Unter ihnen ist mit New South Wales auch der aktuelle dritte Favorit des englischen Derbys. Bei seinen zwei Siegen im Vorjahr schlug New South Wales auch den Gruppe I-Sieger Chevalier. Zu den genannten Pferden zählt auch Dublin, der im letzten Jahr die Vintage Stakes gewann und der am höchsten eingeschätzte Dreijährige von Godolphin in der International Classification war.

Weitere prominente Namen auf der Godolphin-Liste (alle Pferde werden von Saeed Bin Suroor vorbereitet und befinden sich zur Zeit in Dubai) sind Bourbonnais, Dubai Lightning und Western Diplomat).

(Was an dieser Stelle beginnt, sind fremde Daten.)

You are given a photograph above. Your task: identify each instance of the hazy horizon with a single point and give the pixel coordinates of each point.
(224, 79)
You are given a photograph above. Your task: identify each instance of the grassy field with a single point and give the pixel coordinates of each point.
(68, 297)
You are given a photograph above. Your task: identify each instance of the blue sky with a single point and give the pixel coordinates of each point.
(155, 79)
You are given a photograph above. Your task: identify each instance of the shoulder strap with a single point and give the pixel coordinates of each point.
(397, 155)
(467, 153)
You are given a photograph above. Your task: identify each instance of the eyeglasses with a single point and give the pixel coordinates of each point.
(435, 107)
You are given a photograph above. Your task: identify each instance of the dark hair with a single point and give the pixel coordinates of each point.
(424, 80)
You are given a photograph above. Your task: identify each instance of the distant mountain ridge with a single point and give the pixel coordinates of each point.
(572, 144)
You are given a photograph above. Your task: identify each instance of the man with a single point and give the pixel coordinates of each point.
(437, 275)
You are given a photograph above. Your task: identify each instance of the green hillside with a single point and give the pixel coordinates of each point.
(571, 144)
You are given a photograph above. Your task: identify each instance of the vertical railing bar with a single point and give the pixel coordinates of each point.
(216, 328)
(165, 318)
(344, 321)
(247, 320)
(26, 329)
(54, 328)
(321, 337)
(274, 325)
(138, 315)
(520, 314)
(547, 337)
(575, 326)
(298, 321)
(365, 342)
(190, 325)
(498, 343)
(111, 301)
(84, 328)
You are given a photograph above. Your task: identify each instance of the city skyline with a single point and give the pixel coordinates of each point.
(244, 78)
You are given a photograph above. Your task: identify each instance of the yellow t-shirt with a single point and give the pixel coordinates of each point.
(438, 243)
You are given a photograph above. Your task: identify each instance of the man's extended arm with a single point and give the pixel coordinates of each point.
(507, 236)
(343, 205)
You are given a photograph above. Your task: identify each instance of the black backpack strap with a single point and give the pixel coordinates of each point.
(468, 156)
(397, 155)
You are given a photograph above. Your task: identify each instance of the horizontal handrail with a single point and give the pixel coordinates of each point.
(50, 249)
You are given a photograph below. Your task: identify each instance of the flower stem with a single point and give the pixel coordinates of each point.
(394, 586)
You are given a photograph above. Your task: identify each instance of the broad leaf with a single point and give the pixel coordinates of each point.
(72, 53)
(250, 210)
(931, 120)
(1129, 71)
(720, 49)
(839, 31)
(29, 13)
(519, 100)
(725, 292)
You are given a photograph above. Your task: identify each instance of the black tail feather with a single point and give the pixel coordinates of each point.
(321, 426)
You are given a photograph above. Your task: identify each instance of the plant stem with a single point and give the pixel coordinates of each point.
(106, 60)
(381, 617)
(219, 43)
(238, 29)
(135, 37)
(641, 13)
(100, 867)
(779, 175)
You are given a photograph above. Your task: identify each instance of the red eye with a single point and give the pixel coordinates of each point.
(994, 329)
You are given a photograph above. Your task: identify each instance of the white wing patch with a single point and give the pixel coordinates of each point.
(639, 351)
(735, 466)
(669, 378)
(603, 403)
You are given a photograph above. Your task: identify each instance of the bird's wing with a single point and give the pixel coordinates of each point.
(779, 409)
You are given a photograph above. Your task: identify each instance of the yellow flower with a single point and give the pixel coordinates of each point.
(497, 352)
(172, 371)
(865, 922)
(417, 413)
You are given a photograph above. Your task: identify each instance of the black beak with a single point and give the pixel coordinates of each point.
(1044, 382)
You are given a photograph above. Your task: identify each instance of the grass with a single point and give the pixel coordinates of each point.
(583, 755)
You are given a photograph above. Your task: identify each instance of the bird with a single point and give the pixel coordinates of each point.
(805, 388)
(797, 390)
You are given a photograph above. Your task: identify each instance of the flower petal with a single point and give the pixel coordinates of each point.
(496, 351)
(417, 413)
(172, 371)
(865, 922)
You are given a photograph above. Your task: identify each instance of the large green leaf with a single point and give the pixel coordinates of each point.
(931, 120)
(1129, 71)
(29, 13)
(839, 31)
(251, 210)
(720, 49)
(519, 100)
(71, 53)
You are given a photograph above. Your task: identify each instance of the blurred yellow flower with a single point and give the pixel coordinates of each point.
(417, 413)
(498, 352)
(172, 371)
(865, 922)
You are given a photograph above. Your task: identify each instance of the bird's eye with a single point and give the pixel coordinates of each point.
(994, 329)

Suroors Kollege Aidan O'Brien hat für zehn Pferde aus seinem Stall Nennungen abgegeben. Zu diesen zählt auch Hold That Tiger, mit dem Besitzer Michael Tabor aber eher das Epsom Derby im Visier hat.

Marino Marini, Statue of Liberty, Tomahawk und Van Nistelrooy sind weitere klangvolle Namen aus dem Ballydoyle-Stall. Der interessanteste US-Vertreter in der Liste der Nennungen ist Breeders' Cup Juvenile-Sieger Vindication. Ebenfalls genannt wurde Storm Flag Flying, die das Fillies Juvenile beim Breeders' Cup gewann, doch will Trainer Shug McGaughey sie nicht in der Triple Crown, sondern möglicherweise nur in einem der Rennen aufbieten.